De la placida selva entro li abissi,

ove s’odon gli egìpani bramire,

Ila di Misia, il giovinetto sire

a cui cingon la fronte i bei narcissi,

prono su la cerulea sorgente

tutte le membra, in atto di ristoro,

v’immerge una sua grande anfora d’oro

con tardo gesto, dilettosamente.

Piegano a ’l peso de ’l metallo cavo

i calici de ’l loto; e treman l’acque

poi che l’efèbo, ignudo come nacque,

in chinarsi v’intinge il suo crin flavo.

Ma da la man ch’è presa di languore

sfugge l’anfora e lenta si sprofonda:

ne ’l glauco vel la sua forma rotonda

appare qual meraviglioso fiore.

L’Asiatico già tende le braccia

trepidamente verso l’imo ignoto:

attonito, fra i calici de ’l loto

ei vede arguta ridere una faccia.

Insidiose, in lunghi allacciamenti,

ondeggiano le naiadi lascive:

balenano di riso ne le vive

bocche le chiostre nivee dei denti.

Sogguardan elle con languida brama

Ila, si torcon elle in fra le piante.

O figliuolo del re Teodamante,

non così dolce mai Ercole t’ama! —

O tu, de li Argonäuti diletto,

a cui cingon la fronte i bei narcissi! —

Discopron elle in tra’ capei prolissi,

ridendo a sommo, il ventre bianco e il petto.

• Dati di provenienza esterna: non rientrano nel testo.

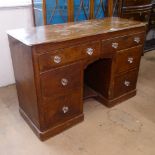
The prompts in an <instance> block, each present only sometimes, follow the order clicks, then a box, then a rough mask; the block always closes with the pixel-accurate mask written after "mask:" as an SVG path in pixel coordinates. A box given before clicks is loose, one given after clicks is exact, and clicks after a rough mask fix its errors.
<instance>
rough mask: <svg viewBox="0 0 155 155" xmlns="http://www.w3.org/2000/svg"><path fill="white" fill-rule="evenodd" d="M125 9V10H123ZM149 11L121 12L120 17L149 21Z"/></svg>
mask: <svg viewBox="0 0 155 155" xmlns="http://www.w3.org/2000/svg"><path fill="white" fill-rule="evenodd" d="M124 11H125V10H124ZM150 13H151V11H150V10H149V11H139V12H134V11H133V12H123V14H122V17H123V18H128V19H131V20H137V21H142V22H147V23H148V21H149V18H150Z"/></svg>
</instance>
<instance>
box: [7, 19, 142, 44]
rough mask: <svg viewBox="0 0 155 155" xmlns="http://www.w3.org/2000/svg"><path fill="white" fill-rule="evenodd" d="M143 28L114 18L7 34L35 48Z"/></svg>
mask: <svg viewBox="0 0 155 155" xmlns="http://www.w3.org/2000/svg"><path fill="white" fill-rule="evenodd" d="M141 26H145V23H142V22H138V21H132V20H128V19H121V18H116V17H115V18H114V17H113V18H105V19H102V20H87V21H82V22H71V23H65V24H55V25H47V26H39V27H31V28H27V29H24V28H23V29H16V30H10V31H8V32H7V33H8V35H10V36H12V37H13V38H15V39H17V40H19V41H21V42H23V43H24V44H26V45H28V46H33V45H38V44H43V43H51V42H52V43H55V42H61V41H67V40H72V39H77V38H81V37H87V36H91V35H97V34H103V33H108V32H114V31H119V30H124V29H129V28H135V27H141Z"/></svg>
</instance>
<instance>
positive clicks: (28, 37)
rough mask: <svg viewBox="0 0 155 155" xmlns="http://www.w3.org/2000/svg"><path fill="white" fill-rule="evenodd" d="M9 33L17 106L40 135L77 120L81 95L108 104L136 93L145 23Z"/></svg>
mask: <svg viewBox="0 0 155 155" xmlns="http://www.w3.org/2000/svg"><path fill="white" fill-rule="evenodd" d="M8 37H9V43H10V49H11V55H12V60H13V67H14V73H15V79H16V86H17V93H18V98H19V110H20V113H21V115H22V116H23V117H24V119H25V120H26V121H27V123H28V124H29V125H30V127H31V128H32V129H33V131H34V132H35V133H36V135H37V136H38V137H39V138H40V139H41V140H45V139H47V138H49V137H50V136H53V135H55V134H57V133H60V132H61V131H63V130H65V129H66V128H68V127H71V126H73V125H74V124H76V123H78V122H80V121H82V120H83V119H84V116H83V99H84V98H88V97H91V96H93V97H95V98H96V99H97V100H98V101H99V102H101V103H102V104H105V105H106V106H108V107H111V106H113V105H115V104H117V103H120V102H121V101H124V100H126V99H128V98H130V97H132V96H134V95H135V94H136V82H137V77H138V70H139V64H140V58H141V54H142V51H143V44H144V38H145V24H144V23H141V22H136V21H131V20H127V19H120V18H105V19H104V20H90V21H84V22H78V23H67V24H62V25H61V24H58V25H49V26H42V27H33V28H29V29H18V30H11V31H8ZM84 87H85V88H84Z"/></svg>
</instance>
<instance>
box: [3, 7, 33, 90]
mask: <svg viewBox="0 0 155 155" xmlns="http://www.w3.org/2000/svg"><path fill="white" fill-rule="evenodd" d="M32 17H33V16H32V9H31V6H25V7H14V8H0V87H2V86H7V85H9V84H12V83H14V82H15V80H14V73H13V68H12V61H11V55H10V49H9V44H8V38H7V34H6V31H7V30H10V29H16V28H22V27H30V26H33V18H32Z"/></svg>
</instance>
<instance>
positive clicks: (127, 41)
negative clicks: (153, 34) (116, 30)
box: [102, 33, 144, 53]
mask: <svg viewBox="0 0 155 155" xmlns="http://www.w3.org/2000/svg"><path fill="white" fill-rule="evenodd" d="M143 42H144V33H138V34H134V35H129V36H121V37H118V38H113V39H109V40H105V41H104V40H103V41H102V53H109V52H115V51H118V50H122V49H126V48H130V47H132V46H137V45H140V44H143Z"/></svg>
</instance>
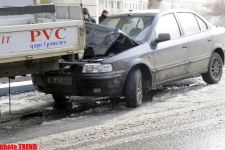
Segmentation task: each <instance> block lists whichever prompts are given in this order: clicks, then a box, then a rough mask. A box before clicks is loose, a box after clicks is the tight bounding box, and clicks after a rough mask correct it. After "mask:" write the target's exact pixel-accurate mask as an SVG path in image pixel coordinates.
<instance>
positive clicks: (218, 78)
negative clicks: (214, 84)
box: [211, 58, 222, 80]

Or, prono a la soave riva, il lene

Ila sente vanir sua conoscenza,

quasi di bocca la divina essenza

d’un frutto gli si strugge per le vene.

E le naiadi in lunga teorìa

sorgon, gli avvincon de le braccia il collo.

Ila chiomato, oh simile ad Apollo! —

Ei beve, ei beve; e il caro Ercole oblìa.